Throughout the NBA Playoffs there’s been a battle being fought. A philosophical debate on style of play and how it defines or can define potential success. Small versus standard ball.
As it relates to the Wolves, this is a very relevant discussion, as the seemingly forgone conclusion indicates that Nikola Pekovic stands to make a lot more money with the Wolves and Kevin Love isn’t going anywhere anytime soon. The Wolves are going to pay up to go big.
We’ve seen the Indiana Pacers and Memphis Grizzlies take this brand all the way to their Conference’s Finals. We’ve seen George Karl get fired as coach of the Denver Nuggets allegedly over the small versus standard debate and soon we will see Lionel Hollins sent walking, as well. Although in Hollins case, there would seem to be more than just lineup choices that will do him in.
I’m not sure how meta you can actually get with these events because most of them are based on personnel dictating decisions. But if you like, you could say these Finals are an example of the NBA’s evolution. Tim Duncan has always been a center billed as a power forward and the distribution of minutes show that is where he played much of Game 1. The Heat are able to play LeBron James at power forward because he is the biggest small forward in the history of the game.
Sure, there are advantages to be had on the boards — flying in the face of this, the Heat outrebounded the Spurs in Game 1 while taking 6 less shots, committing 4 more turnovers and grabbing 3 more offensive rebounds. Is it because the Spurs went small? Is San Antonio playing into Miami’s hands by matching them with their own brand of small ball?
The Spurs total of 4 turnovers would stand to reason they are more than well equipped to play that way. Can Miami go any other?
Earlier this season the Wolves out rebounded the Heat 54-24 with Pek grabbing 9 offensive rebounds and scoring 18. Love had one of his games you knew he wasn’t healthy, with a Love-like 18 rebounds but abysmal 2-10 shooting.
The Heat won that game because they shot 52% from 3 (13-25) to the Wolves 23% (4-17). Take away their awful 3-point shooting, and the Wolves hit 49% of their shots (34-69) to Miami’s 44% (23-52).
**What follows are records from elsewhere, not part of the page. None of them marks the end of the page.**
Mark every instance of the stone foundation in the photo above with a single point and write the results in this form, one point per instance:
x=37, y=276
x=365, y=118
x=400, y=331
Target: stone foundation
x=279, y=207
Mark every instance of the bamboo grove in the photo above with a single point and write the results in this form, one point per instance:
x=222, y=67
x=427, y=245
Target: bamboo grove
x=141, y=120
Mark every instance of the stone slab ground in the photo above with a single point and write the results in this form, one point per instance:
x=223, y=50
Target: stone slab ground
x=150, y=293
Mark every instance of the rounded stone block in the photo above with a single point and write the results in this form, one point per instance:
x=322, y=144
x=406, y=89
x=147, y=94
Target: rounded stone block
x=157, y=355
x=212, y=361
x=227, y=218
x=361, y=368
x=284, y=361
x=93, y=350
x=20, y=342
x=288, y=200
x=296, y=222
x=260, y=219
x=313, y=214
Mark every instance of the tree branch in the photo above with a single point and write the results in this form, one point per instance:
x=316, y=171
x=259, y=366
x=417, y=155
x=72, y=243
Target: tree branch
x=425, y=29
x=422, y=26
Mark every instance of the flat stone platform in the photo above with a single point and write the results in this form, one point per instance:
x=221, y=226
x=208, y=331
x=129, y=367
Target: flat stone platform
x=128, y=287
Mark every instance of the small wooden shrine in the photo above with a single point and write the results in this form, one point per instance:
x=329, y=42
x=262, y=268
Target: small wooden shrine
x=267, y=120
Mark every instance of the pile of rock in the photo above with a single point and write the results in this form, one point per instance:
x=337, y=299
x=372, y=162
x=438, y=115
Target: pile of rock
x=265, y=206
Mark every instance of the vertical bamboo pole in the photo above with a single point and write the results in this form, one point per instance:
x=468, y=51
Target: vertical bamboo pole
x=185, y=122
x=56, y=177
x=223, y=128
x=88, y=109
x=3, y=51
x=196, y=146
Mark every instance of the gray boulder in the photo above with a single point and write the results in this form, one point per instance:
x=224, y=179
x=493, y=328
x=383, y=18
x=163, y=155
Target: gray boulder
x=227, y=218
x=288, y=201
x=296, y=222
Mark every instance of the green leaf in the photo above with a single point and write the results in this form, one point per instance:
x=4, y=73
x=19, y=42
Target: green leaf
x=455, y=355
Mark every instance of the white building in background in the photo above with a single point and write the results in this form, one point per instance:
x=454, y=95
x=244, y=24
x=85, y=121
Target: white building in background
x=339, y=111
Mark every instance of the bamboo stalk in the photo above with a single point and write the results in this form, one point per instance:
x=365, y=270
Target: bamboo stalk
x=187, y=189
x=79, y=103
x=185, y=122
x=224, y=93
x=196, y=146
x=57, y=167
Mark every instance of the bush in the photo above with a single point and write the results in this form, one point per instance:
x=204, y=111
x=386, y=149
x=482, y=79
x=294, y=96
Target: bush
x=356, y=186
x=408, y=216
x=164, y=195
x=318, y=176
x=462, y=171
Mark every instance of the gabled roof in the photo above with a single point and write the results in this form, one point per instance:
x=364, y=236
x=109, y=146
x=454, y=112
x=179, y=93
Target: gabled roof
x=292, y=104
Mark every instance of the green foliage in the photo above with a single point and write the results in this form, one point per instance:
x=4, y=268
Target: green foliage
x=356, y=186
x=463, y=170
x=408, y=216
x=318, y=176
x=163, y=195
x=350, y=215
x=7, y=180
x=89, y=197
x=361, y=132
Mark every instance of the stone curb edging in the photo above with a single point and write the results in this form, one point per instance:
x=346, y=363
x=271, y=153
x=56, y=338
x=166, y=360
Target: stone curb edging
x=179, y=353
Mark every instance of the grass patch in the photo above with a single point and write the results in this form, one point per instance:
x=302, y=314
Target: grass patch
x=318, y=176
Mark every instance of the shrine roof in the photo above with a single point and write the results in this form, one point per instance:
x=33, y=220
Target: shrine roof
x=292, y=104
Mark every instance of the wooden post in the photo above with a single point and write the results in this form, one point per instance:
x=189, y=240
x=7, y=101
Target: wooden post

My main memory from this game at the time was Alexey Shved got punked something awful by Dwyane Wade and the league took notice; in the coming weeks it was over.
I’m sure I’ll write about this again, but this early game against Miami says a lot about the value of a front line and capable shooting. Mostly that shooting can save a no-show by your front line, but also — with this game as evidence, Kevin Love obviously not himself and Ricky Rubio nowhere to be found — the Wolves can be so stinking close. I digress. I have to.
LeBron had 18 rebounds in Game 1 and shot 7-16 while letting the Spurs’ defense off the hook with more than a couple long jump shots. Whether he settles for more of the same will likely influence the outcome of Game 2.